When I was a child, riding a bike was one of the key pieces of our small town childhood.  Justin didn't grow up in a small town and still he had a similar experience. He used to ride his bike from his house to downtown Grand Forks, which was much farther than a few blocks.  As a farm kid, it was a bit different for me, but no one's parents were shuttling them around to every little activity and practice in a car seat until they weighed 48 pounds.  (Leaping out of a rolling stopped grain truck and walking two blocks because the trucks couldn't drive on the street by the school...now that did happen!)  Especially during summer, kids rode bikes everywhere.  You could find where the fun was happening by which yard had bikes strewn across the lawn.   In front of the swimming pool bikes were practically piled in the parking lot.  Kids streamed up to the Co-Op air compressor to fill their tires.  At school there was always a short little unit about bike safety.  I seem to vaguely remember a "rodeo" or "corral" themed event in a parking lot that addressed safe biking but I can't remember details. 

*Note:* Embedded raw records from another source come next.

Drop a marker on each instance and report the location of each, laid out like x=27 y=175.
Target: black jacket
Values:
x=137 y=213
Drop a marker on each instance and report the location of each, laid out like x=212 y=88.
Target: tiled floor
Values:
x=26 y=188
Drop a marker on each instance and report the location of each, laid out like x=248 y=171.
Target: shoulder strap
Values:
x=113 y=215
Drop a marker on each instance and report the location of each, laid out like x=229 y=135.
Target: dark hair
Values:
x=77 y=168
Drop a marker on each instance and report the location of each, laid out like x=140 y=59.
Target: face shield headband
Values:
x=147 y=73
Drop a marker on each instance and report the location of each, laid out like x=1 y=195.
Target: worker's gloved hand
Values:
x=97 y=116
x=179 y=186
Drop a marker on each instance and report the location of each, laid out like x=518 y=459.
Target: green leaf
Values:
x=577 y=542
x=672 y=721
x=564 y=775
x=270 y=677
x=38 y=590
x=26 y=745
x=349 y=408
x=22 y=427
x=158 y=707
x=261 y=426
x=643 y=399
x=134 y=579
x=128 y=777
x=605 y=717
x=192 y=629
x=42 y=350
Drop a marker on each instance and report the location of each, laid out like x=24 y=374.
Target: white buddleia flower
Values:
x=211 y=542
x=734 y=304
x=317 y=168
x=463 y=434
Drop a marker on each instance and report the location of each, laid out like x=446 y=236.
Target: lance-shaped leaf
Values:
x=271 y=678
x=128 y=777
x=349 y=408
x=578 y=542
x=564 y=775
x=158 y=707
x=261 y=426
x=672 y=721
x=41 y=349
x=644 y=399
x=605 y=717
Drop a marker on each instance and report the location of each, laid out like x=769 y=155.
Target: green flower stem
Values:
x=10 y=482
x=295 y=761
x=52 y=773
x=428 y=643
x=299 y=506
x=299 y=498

As I said, I lived on a farm three miles from town so often my siblings and I had to be driven around but we still brought our bikes to town some days and I often ended up riding around on my best friend's older sister's bicycle when we got up to town kid adventures.  I actually didn't learn to ride without training wheels until second grade because my family moved overseas before that and we didn't take bikes with us.  Kind of embarrassing in the kid world! My first bike was a Schwinn banana seater named "The Desert Rose". 

I purchased a new bike in law school so I could ride around to my summer bar review classes and I soon took to riding it on short errands or if, perhaps, I may have drove myself to a bar then took a taxi home and had to retrieve my car the next day. It's good to have some self propelled wheels for those situations...rollerblades work too. One morning I arrived at bar review class and realized I forgot my note packet for the day so I decided to zoom back to my apartment to get it. Outside the building there was a half-circle driveway up to the door and as I started to ride I noticed a line of teenagers lined up to board a bus for a camp or a tour.  While watching them, I failed to watch where I was going and I hit the curb and went flying into the grass with my bike falling on top of me.  They all saw and laughed.  It was downright silly and totally my own fault.  I smiled and rode away while dying inside and fortunately they were gone by the time I returned! 

When me moved to Bismarck I quit riding it altogether after one horrific ride where I ended up walking the bike up a very steep hill cursing my crazy idea to take a trail.  I had rode along a busy street to get to the trail only to find the gate closed across it because trails hadn't opened for the year yet. Then I had to hike back along the busy street up a steep incline. Maybe I would have rode more if we ever lived in a flat part of town, but we never have.  My neighbors often drive to the river and ride trials there but we've never made the effort. 

Finally, our bikes ended up at the farm where, this weekend, I decided to air up my tires for the first time in probably five years.  My kids have never seen me on a bike and Ben was delighted.  I wheeled it over to my dad's shop and aired up the tires and as I took off across the yard he was running right along side me shrieking with glee. 

It was pretty fun biking again although certain areas of the body definitely need to acclimate to sitting on a bike seat again!  I am pleased to say that the inevitable didn't happen, which is having a bird poop on your seat as soon as you leave your bike unattended outside. 

The bike thing was the least of our weekend adventures...we planted the pumpkin patch version 2017!  I feel like it's too early...but what do I know.  We planted some different varieties this year that have a 110 day maturity so we need the extra weeks. 



There is Justin's single row drill all ready to go! The neighbor's dog was helping us out...


I'm really good at dripping seeds into a funnel. 


Next comes the weed control portion of this project.  The best part!